The virus, a Trojan used for identity theft, was unwittingly introduced by a technician working for a third party contractor, and kept the power plant offline for three weeks.
“When the IT employee inserted the drive into a computer with up-to-date antivirus software, the antivirus software produced three positive hits,” says the DHS’s Computer Emergency Readiness Team (ICS-CERT) in a report.
“Initial analysis caused particular concern when one sample was linked to known sophisticated malware.”
The malware, it says, was found on two engineering-based workstations that are critical to the control of the power station. Neither workstation had any effective backup, it says.
And ICS-CERT says another unidentified power plant was also hit by a more sophisticated virus, again introduced on a USB stick. The infection, in a turbine control system, affected around ten computers.
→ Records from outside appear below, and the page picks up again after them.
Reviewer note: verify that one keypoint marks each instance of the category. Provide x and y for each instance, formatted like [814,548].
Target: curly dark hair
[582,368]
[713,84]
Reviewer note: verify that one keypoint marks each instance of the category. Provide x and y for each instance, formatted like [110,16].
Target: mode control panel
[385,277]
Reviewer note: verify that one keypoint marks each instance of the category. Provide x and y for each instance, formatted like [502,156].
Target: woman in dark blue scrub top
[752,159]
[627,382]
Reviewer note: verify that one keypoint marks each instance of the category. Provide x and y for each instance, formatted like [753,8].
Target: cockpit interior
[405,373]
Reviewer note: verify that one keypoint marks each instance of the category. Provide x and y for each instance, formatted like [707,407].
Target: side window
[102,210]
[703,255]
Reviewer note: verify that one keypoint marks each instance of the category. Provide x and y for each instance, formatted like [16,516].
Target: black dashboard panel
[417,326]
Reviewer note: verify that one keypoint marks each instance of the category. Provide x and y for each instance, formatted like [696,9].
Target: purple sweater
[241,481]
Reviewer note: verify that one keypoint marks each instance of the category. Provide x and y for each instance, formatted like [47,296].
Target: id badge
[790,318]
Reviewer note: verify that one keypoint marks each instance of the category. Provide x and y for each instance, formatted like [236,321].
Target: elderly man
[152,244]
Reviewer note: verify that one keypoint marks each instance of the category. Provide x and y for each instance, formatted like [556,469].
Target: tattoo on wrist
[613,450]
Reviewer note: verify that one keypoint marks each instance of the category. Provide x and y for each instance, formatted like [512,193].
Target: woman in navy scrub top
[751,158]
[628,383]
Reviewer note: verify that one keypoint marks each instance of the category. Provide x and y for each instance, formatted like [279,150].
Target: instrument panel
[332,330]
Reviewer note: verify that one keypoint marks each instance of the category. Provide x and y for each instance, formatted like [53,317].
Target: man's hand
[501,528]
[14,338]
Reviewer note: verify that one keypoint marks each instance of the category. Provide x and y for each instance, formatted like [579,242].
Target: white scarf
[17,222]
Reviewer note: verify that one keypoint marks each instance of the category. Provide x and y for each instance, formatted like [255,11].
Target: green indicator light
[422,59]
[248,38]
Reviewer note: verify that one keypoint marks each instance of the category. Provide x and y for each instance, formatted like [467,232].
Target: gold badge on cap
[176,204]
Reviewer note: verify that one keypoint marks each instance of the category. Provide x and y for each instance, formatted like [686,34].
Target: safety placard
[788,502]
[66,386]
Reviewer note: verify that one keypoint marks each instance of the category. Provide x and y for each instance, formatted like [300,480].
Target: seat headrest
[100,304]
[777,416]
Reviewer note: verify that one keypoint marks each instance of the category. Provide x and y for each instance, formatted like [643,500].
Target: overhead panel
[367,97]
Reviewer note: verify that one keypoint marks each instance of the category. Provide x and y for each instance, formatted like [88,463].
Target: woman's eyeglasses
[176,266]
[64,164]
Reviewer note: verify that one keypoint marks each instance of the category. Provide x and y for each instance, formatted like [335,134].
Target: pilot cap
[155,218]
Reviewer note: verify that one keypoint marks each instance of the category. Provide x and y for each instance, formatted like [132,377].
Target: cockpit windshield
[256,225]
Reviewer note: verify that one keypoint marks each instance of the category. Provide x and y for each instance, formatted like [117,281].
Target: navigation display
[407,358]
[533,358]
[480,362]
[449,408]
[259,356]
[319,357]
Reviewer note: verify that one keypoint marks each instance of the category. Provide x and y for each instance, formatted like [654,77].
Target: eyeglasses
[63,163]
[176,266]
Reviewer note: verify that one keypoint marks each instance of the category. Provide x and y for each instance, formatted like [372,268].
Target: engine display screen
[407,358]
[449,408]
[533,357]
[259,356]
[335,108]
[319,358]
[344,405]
“ICS-CERT continues to emphasize that owners and operators of critical infrastructure should develop and implement baseline security policies for maintaining up-to-date antivirus definitions, managing system patching, and governing the use of removable
media,” says ICS-CERT.
“Such practices will mitigate many issues that could lead to extended system downtimes.”
USB sticks are a notoriously simple way for attackers to gain entry to industrial control systems. Both the Stuxnet worm and the Flame malware, reportedly developed by the US and Israel to attack systems in Iran, relied on USB drives to gain access.